Détails de l'œuvre

Date :
Vers 1897

Matériaux et techniques :
Verre favrile glass

Numéro d'inventaire :
OGAL61

Mode d'acquisition :
Achat à Siegfried Bing, 1867, 1897

Fils du fondateur de la prestigieuse maison d’orfèvrerie et de joaillerie Tiffany & Co., Louis Comfort Tiffany se destine d’abord à la peinture. Il se forme à la National Academy of Design de New York, puis complète son apprentissage à Paris auprès du peintre Léon-Charles Bailly.
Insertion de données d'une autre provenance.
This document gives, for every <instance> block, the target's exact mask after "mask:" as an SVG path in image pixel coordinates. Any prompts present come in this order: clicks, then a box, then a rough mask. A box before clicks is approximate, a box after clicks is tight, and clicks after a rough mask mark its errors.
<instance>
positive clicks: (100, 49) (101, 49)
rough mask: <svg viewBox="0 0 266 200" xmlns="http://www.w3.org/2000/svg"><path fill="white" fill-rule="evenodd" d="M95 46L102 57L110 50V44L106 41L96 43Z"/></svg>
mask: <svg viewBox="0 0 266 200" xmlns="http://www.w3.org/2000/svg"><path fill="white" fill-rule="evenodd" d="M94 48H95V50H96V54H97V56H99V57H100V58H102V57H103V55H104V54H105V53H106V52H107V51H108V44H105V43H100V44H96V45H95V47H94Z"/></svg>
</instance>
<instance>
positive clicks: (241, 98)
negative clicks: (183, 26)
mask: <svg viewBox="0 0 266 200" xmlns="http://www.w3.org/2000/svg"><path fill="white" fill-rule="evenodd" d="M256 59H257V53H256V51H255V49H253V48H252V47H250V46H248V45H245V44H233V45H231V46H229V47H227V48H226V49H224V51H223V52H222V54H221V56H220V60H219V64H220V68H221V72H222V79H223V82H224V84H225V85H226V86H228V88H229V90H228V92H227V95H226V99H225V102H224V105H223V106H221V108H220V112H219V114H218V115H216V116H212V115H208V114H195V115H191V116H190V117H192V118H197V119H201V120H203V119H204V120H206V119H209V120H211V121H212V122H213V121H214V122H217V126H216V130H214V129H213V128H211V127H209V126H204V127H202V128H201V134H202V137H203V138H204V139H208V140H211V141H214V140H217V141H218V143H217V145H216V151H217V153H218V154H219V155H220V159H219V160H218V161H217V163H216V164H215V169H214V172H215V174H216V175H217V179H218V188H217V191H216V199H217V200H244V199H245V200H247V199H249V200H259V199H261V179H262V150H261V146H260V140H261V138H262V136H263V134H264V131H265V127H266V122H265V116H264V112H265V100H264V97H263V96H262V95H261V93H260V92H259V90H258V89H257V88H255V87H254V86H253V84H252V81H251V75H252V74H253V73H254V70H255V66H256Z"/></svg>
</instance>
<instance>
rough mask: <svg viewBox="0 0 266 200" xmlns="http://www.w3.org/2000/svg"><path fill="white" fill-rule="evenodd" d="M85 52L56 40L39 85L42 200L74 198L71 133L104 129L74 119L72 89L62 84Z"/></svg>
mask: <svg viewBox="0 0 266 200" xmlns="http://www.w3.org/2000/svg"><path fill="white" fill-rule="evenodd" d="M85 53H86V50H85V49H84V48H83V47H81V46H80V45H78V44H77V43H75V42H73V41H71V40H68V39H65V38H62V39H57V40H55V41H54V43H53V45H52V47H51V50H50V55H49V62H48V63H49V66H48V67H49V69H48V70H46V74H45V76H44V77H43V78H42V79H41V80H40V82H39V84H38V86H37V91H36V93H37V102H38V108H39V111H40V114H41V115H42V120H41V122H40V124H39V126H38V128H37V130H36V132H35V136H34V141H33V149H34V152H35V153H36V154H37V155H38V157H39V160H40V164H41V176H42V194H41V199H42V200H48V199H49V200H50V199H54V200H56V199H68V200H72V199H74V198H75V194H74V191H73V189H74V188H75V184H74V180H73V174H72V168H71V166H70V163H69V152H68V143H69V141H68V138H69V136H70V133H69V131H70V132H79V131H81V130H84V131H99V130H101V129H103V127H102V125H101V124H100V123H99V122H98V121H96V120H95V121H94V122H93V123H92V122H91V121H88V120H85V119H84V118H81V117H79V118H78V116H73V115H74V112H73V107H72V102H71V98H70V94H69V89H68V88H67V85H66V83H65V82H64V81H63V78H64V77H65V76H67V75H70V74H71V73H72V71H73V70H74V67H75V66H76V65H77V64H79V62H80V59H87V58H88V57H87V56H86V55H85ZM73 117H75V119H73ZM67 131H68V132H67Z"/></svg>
Très tôt, le jeune artiste entreprend de nombreux voyages en Europe et, à partir de 1870, découvre l’Afrique du Nord et le Proche-Orient, notamment le Maroc, l’Algérie, la Tunisie et l’Égypte. Ces séjours marquent profondément sa sensibilité artistique : il y est fasciné par l’intensité des couleurs, la richesse des décors et l’harmonie entre formes et matières.

Parallèlement, Tiffany développe une véritable vocation de collectionneur. Il acquiert des objets en métal, en verre émaillé, des textiles et des faïences, dont l’étude nourrit sa réflexion esthétique. L’influence de la collection d’Edward Moore, directeur artistique de Tiffany & Co., joue également un rôle déterminant dans son intérêt pour les arts appliqués.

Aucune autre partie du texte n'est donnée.